2) The exhaust-gas systems in power plants with
pressurized water reactors shall basically be operated
under inert gas atmosphere.
3) In the room of the place of installation, combustible
materials are permissible only in such amounts as are
required for the operation of the activated charcoal
filters.
4) The filter containers shall consist of non-combustible
material .
Fire Protection Measures for Electrical Facilities and
Components
General Requirements
1) A low risk of occurrence of fire and fire spreading in
electrical facilities and components shall be achieved
by the proper choice of materials and by
corresponding protective means. To attain this goal
the fire protection measures in accordance with the
technical standards of VDE and DIN shall be
supplemented by meeting the additional
requirements as specified under this safety standard.

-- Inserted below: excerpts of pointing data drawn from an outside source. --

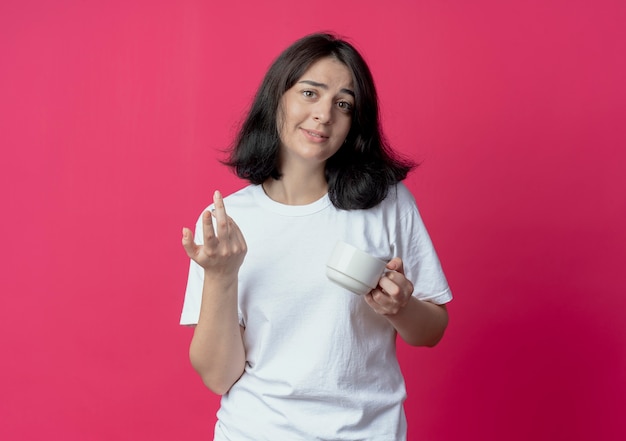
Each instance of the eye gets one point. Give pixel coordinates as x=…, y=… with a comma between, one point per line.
x=345, y=106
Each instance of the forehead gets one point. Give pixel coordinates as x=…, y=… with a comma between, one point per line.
x=331, y=72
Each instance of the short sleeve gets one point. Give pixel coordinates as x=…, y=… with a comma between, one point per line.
x=413, y=244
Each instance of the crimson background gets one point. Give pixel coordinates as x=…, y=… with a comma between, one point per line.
x=113, y=115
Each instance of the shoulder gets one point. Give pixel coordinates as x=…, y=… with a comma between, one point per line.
x=399, y=197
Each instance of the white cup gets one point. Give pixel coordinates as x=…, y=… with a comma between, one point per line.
x=353, y=269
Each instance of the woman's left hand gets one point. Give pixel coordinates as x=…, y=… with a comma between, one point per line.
x=393, y=292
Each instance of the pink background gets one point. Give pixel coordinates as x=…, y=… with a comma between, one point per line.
x=112, y=117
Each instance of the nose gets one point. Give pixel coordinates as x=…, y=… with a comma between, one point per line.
x=322, y=113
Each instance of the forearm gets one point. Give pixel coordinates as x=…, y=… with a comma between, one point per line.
x=217, y=352
x=420, y=323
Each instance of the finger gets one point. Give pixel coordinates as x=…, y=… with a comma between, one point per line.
x=221, y=218
x=395, y=264
x=208, y=233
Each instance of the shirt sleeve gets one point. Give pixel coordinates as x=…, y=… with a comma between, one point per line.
x=413, y=244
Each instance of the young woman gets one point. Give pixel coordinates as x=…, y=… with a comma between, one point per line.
x=295, y=356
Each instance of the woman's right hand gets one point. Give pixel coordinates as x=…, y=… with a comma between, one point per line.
x=221, y=254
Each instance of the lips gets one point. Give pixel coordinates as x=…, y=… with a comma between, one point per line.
x=315, y=134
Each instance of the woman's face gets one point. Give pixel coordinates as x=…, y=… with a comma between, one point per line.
x=315, y=115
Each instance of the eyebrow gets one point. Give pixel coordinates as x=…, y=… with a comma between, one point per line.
x=325, y=87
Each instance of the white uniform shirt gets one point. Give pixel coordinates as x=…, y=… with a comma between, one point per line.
x=320, y=363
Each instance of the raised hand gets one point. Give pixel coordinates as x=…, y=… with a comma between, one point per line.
x=393, y=292
x=224, y=246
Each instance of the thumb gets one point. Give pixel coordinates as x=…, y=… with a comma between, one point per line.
x=395, y=264
x=188, y=243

2) The redundancies of electrical facilities and
components shall be protected from each other, either
by sufficiently fire resistant structural elements or the
physical separation or encapsulation of combustible
materials, such that a fire cannot cause the failure of
an impermissible number of redundant equipment.

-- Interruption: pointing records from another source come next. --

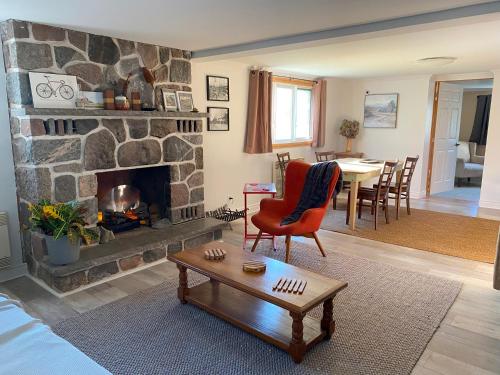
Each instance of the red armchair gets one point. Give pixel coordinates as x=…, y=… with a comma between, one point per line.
x=272, y=211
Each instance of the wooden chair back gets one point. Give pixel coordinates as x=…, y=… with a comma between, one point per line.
x=385, y=179
x=407, y=173
x=325, y=156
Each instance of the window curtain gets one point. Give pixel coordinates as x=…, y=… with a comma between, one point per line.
x=258, y=139
x=319, y=113
x=480, y=128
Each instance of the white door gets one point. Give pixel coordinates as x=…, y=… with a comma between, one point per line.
x=446, y=137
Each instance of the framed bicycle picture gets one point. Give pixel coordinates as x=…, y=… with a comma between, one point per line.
x=53, y=90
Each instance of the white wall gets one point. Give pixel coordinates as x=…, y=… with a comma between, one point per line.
x=490, y=185
x=409, y=136
x=227, y=167
x=8, y=199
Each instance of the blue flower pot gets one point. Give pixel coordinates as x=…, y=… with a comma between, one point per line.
x=62, y=251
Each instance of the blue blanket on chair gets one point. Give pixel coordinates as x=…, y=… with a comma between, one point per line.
x=315, y=190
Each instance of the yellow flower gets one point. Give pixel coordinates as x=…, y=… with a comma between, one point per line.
x=50, y=211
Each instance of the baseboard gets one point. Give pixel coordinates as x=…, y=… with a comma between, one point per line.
x=13, y=272
x=489, y=204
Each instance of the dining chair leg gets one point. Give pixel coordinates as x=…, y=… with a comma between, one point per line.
x=287, y=243
x=257, y=239
x=386, y=209
x=398, y=205
x=319, y=244
x=360, y=208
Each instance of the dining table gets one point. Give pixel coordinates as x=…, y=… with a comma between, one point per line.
x=355, y=171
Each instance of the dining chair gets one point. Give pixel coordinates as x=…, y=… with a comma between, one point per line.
x=283, y=160
x=325, y=156
x=401, y=190
x=322, y=156
x=377, y=196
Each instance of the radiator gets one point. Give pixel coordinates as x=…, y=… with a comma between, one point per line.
x=4, y=241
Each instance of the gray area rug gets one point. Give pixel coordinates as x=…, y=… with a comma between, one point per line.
x=384, y=320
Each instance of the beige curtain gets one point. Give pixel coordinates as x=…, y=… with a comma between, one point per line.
x=319, y=113
x=258, y=138
x=496, y=269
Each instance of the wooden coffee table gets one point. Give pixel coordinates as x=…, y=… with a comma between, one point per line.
x=248, y=301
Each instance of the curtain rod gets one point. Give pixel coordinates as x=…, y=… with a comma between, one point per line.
x=300, y=79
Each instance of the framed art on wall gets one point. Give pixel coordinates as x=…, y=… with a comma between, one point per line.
x=381, y=110
x=169, y=100
x=218, y=88
x=184, y=101
x=53, y=90
x=218, y=119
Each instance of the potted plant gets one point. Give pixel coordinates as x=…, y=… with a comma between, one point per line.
x=63, y=225
x=349, y=129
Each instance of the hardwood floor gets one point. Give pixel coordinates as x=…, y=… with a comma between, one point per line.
x=468, y=341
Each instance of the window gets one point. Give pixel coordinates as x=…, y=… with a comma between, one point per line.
x=291, y=122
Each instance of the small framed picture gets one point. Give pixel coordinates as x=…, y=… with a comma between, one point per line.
x=184, y=101
x=169, y=100
x=90, y=100
x=53, y=90
x=218, y=119
x=381, y=110
x=218, y=88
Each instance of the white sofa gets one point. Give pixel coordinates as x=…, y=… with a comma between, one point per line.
x=27, y=346
x=469, y=163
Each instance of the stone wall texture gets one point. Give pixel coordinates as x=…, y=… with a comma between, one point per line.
x=99, y=62
x=57, y=156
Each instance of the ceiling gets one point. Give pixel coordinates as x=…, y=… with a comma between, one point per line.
x=202, y=24
x=474, y=43
x=475, y=84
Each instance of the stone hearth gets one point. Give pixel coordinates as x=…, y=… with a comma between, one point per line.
x=130, y=250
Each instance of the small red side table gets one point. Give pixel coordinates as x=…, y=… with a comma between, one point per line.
x=256, y=188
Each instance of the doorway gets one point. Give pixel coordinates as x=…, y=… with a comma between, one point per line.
x=458, y=140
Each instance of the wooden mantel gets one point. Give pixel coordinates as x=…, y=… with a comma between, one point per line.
x=73, y=112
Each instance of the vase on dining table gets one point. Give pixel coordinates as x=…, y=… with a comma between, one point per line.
x=348, y=146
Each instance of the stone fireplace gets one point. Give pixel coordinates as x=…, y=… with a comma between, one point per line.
x=78, y=154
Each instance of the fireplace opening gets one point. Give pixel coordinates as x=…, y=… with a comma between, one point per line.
x=130, y=198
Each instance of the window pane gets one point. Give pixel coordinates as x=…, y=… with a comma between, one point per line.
x=303, y=122
x=283, y=113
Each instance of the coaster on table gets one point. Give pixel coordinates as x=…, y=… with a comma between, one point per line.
x=215, y=254
x=289, y=285
x=254, y=266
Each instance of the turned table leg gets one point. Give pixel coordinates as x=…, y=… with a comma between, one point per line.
x=327, y=322
x=182, y=290
x=297, y=345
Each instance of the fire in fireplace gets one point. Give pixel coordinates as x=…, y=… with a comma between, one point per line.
x=130, y=198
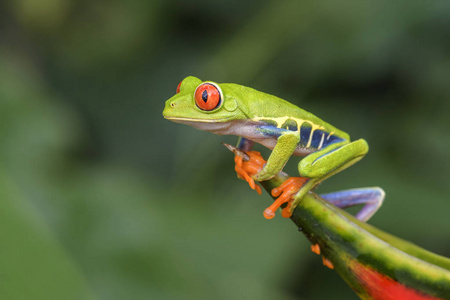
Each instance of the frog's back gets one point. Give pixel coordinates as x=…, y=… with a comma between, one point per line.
x=272, y=116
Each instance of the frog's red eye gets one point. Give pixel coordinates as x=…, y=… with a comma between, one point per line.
x=207, y=96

3) The fire protection measures for electrical facilities
and equipment specified in the following sections
shall be applied with highest priority.
Electric Circuits & Equipment
In closed ventilated areas, where smoke/heat venting is
not possible, for power cables and control cables,
halogen-free, fire-retardant, low smoke (FRLS) materials
shall be used for sheathing. Fire survival cables having
copper conductors with special insulating materials are
capable of maintaining circuit integrity for extended
periods under fire conditions and meets the special Fire
Survival Test as per IEC 331. These cables can safely be
used in essential circuits, which serve plant safety
functions. Placement of power & control cables on the
cable racks should be such that high voltage cables are on
the top rack and low voltage cables are on the bottom
rack as per AERB Fire Standard. Cable routing should be
so chosen to avoid passing
close to equipment such as steam pipe lines, oil pipe
lines, resistor grids and process
equipment which are capable of producing heat. Where
cables are required to be routed for loads located close to
such systems, protection shall be provided to these
cables. The cables shall be protected against oil spillages.
Transformers
All transformers shall meet the requirements of “The
Indian Electricity Rules, 1956 as amended on November
16, 2000 and “The Atomic Energy (Factories) Rules
1996”. Transformers installed inside fire areas containing
systems important to safety should be of the dry type or
insulated and cooled with noncombustible liquid.
Transformers filled with combustible fluid that are
located indoors should be enclosed in a transformer vault.
Outdoor oil-filled transformers should have oil spill
confinement features or drainage away from the buildings
and have a fire rating of at least 3 hours. The transformers
shall be protected by an automatic high velocity water
spray system or by carbon dioxide or Halon alternatives
fixed installation system or Nitrogen injection and drain
method.
Cable Trenches
All cable outlet points in the trench shall be insulated /
sealed with fire resistant materials / fiber wools or light
PCC to prevent spreading of fire. Fire barriers shall be
provided in cable trenches at periodical intervals.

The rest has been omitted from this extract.